Vielleicht sollte sich die Politik versuchsweise auch mal Corona-Maßnahmen einfallen lassen, die nicht nur die Wirtschaft, Künstler und Gastronomen in die Verzweiflung treiben, sondern auch mal die Medien in ihrer Arbeit behindern? Denkbar: Es dürfen nicht mehr als drei Journalisten bei öffentlichen Ereignissen vor Ort sein, keine Vis-a-Vis-Pressekonferenzen mehr, nur noch schriftliche Presseerklärungen, Nachfragen nur schriftlich möglich. Wie wäre das? Ich denke, da würde so mancher Vertreter der Journaille den Wert der Freiheit, deren Fahne derzeit nur wenige von diesen noch hochhalten, schnell wieder lieben lernen. Sehr zu wünschen wäre es! Die Welt sieht meistens etwas anders aus, wenn man selbst von Hemmnissen betroffen ist.  

Das Ansehen von Politikern und Presseleuten ist jedenfalls inzwischen in weiten Bereichen der Bevölkerung unter das von Gebrauchtwarenhändlern gefallen. Bei Vielen ist “Politik” nur noch ein Synonym für Lüge – und, dass das nicht unberechtigt ist, belegt die Diskussion um eine allgemeine Impfpflicht überaus beispielhaft: über alle Parteigrenzen hinweg wurde versprochen, dass es keine Impfpflicht geben werde, Jens Spahn gab im Bundestag gar sein Wort dafür. – Alles nur Schall und Rauch. Und den öffentlich-rechtlichen Sendeanstalten empfehle ich erneut, sich von Ulrik Haagerup, dem Nachrichtenchef des dänischen Senders DR beraten zu lassen, wie ordentliche, nichttendenziöse Berichterstattung aussehen muss, um wieder eine hohe Glaubwürdigkeit zu erlangen – die BBC jedenfalls hat seine Expertise bereits genutzt.
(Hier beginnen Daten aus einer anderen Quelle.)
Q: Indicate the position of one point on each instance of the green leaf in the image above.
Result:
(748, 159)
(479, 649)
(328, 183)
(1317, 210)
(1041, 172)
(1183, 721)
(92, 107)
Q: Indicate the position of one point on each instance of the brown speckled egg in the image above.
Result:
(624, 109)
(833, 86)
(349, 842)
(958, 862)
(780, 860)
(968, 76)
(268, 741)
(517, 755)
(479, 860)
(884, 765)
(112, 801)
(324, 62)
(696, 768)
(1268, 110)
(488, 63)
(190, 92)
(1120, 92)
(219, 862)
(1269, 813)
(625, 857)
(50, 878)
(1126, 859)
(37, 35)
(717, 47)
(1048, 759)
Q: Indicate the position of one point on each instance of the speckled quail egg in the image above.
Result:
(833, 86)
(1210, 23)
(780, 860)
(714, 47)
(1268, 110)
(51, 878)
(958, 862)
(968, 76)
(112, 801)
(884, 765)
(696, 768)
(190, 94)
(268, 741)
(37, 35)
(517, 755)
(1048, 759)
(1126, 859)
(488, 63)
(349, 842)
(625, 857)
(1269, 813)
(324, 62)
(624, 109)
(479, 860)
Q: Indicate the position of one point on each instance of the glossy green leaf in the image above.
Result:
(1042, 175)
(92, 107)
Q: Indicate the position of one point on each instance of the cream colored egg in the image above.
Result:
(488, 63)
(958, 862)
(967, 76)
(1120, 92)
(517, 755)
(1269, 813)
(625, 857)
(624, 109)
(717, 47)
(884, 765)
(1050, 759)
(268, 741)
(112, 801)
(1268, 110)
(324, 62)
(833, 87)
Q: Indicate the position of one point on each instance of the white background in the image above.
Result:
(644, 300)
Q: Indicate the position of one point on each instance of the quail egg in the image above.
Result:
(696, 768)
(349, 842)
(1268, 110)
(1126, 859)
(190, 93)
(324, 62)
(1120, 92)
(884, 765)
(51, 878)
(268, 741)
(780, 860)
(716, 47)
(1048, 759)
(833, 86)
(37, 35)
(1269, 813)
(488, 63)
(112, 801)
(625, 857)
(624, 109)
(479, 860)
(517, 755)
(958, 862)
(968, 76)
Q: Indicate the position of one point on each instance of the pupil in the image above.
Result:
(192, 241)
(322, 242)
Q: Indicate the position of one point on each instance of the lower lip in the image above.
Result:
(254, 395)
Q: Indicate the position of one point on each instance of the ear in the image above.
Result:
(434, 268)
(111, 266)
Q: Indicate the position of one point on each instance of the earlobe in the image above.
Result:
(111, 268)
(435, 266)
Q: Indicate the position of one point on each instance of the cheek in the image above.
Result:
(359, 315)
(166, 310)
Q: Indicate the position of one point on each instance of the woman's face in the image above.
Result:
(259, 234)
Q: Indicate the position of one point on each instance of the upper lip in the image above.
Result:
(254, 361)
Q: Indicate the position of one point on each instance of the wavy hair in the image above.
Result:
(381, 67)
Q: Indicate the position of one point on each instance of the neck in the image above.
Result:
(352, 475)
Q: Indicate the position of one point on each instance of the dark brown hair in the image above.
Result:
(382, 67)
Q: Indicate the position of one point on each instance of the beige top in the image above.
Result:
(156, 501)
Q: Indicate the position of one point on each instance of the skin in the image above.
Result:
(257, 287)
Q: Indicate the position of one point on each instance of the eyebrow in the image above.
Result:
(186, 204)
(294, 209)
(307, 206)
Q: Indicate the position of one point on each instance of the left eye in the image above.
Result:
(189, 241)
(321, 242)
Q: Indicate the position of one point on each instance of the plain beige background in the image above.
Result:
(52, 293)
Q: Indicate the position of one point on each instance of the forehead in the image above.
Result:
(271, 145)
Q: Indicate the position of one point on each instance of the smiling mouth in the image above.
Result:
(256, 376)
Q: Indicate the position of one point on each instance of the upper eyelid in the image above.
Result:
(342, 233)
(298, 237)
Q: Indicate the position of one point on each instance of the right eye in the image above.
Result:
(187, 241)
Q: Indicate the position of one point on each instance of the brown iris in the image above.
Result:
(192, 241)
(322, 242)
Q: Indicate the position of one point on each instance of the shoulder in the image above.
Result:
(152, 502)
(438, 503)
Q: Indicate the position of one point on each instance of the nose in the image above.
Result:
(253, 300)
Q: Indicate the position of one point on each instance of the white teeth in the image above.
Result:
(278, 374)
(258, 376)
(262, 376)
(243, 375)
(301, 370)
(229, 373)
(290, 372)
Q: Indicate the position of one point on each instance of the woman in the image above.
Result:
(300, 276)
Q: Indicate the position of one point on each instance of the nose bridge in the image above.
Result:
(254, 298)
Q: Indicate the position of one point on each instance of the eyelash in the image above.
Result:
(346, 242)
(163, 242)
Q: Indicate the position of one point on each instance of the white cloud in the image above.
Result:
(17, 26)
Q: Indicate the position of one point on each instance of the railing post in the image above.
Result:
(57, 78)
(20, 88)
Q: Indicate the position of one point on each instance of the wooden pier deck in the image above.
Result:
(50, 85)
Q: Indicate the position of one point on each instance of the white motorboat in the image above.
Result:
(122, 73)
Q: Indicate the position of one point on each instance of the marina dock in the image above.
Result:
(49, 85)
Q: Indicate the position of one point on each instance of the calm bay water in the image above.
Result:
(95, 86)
Summa summarum, ich bleibe dabei: Weder die Impflicht für Alle noch eine Impfpflicht für die vulnerablen Gruppen wird kommen. Da können autokratieverliebte Hardliner wie Markus Söder noch so markig auftreten. Und Söder und seinesgleichen wissen das auch, denn genau deshalb beklagen sie die Aufhebung der pandemischen Notlage – obwohl sie vom eigenen Parteifreund, Jens Spahn, letztes Jahr initiiert wurde. Kommt sie wider Erwarten doch, wird sie von den Gerichten ziemlich sicher ziemlich schnell wieder kassiert werden. 

Alternative zur Impfpflicht

Womit ich mich allerdings durchaus anfreunden könnte, das wäre, dass Leute, die infolge einer COVID19-Erkrankung hospitalisiert, gar intensivmedizinisch behandelt werden müssen, konsequent und deutlich an den Kosten dafür – und an jenen für evtl. erforderliche REHA-Maßnahmen – beteiligt werden, wenn sie keinen Impf- oder Genesungsnachweis vorlegen können. Den Krankenkassen sollte man dafür gesetzlich das Recht der In-Regressnahme einräumen. Derzeit kommt es nämlich zunehmend vor, dass bei einer Hospitalisierung von Impfunwilligen der Nachweis und Auskunft über ihren Impf- und Genesungsstatus verweigert wird.